Neither Lance nor Vincent know how to deliver an adrenalin shot with a syringe (stashed in their refrigerator), so Lance first searches for his "little black medical book" for instructions. When he can't locate his book, he bluntly improvises and states what needs to be done. They have to open her shirt and locate her heart: "We're giving her a shot in the heart so I guess it's gotta be f--kin' exact." Vincent demands a "big fat magic marker" and draws a red target above Mia's heart, after the two argue over who is going to administer the shot. Lance describes the procedure: "It's gotta be hard enough to get through her breastplate into her heart." [Note: This is a reversal of the typical vampire movie, where a blow to the heart results in death.]

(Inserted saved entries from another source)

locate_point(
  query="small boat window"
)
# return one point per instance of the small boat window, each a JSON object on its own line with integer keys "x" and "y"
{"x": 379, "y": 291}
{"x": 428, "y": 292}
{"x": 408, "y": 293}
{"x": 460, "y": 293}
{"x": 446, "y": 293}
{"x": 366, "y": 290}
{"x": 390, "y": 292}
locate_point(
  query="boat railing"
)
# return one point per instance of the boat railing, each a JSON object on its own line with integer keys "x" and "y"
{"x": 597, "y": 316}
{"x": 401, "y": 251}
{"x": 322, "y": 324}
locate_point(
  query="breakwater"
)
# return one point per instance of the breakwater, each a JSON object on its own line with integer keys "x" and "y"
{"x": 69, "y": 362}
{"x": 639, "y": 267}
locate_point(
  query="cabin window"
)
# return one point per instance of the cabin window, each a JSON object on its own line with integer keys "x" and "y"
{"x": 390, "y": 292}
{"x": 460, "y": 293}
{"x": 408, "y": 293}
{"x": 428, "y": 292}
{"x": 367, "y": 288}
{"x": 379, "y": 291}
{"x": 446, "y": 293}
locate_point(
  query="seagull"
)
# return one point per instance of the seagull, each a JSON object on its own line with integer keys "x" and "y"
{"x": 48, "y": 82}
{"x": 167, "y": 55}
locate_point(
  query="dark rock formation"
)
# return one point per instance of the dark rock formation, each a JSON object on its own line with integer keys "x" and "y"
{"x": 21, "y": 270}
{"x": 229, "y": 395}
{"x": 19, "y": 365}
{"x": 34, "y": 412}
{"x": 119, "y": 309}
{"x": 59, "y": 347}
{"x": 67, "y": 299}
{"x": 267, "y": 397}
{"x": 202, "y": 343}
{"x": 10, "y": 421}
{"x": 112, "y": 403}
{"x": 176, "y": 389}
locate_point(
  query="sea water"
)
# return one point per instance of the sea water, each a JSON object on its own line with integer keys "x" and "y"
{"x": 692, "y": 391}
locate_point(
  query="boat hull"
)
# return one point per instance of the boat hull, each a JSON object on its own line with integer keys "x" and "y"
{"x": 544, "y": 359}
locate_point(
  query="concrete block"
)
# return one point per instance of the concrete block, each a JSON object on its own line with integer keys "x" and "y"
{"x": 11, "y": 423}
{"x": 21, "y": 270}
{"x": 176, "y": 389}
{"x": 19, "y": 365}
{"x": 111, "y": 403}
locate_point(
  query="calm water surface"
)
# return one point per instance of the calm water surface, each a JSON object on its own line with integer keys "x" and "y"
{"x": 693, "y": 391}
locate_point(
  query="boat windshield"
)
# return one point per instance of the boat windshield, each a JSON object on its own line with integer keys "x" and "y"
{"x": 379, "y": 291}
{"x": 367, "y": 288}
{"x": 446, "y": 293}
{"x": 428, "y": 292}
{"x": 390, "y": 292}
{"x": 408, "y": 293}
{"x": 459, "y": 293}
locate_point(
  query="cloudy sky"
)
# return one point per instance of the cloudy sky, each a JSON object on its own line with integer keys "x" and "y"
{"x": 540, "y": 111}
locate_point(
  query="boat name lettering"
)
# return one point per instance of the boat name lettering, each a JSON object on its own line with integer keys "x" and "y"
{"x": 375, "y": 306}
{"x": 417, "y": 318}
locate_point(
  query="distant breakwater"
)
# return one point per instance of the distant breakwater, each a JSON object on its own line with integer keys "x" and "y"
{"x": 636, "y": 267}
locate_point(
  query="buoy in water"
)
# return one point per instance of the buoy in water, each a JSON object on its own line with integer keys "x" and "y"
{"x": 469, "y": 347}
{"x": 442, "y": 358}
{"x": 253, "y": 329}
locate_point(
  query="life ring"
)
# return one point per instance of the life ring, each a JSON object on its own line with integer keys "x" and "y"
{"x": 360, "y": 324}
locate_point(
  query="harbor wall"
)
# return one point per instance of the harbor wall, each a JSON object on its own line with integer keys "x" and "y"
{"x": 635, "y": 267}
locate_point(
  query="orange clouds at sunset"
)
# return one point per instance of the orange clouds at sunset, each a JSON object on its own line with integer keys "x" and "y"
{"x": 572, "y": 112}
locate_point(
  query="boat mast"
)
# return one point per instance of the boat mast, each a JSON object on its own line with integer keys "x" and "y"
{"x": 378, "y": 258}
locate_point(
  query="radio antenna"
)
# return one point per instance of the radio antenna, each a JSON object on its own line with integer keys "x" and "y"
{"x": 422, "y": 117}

She is revived when Vincent (on the count of three), with a large hypodermic syringe, stabs her directly in the chest "in a stabbing motion," and then pushes down hard on the plunger to administer the adrenaline. [Note: In reality, a dose of adrenalin would not restart her heart.] Her head jolts up from the impact - she immediately wakes up with gasps and coughs like she has been pumped with electricity. The syringe sticks there and protrudes from her heart. Lance asks: "If you're all right, then say something" - and she replies simply: "Something." Jody remarks: "That was f--kin' trippy!"
Vincent drives a groggy and dazed Mia back to her home. They both agree on how to handle the situation: "If Marsellus lived his whole life, he doesn't need to know nothing about this incident." She replies: "I can keep a secret if you can," and they shake hands. He then excuses himself: "I'm gonna go home and have a heart attack." But as he is leaving, she volunteers to tell him the "Fox Force Five" joke that she told in the pilot:
Three tomatoes are walkin' down the street. Papa Tomato, Mama Tomato, and Baby Tomato. Baby Tomato starts laggin' behind, and Papa Tomato gets really angry. Goes back and squishes him - and says, 'catch up' (ketchup).
She departs with "See you around." As she walks inside, he blows her a kiss.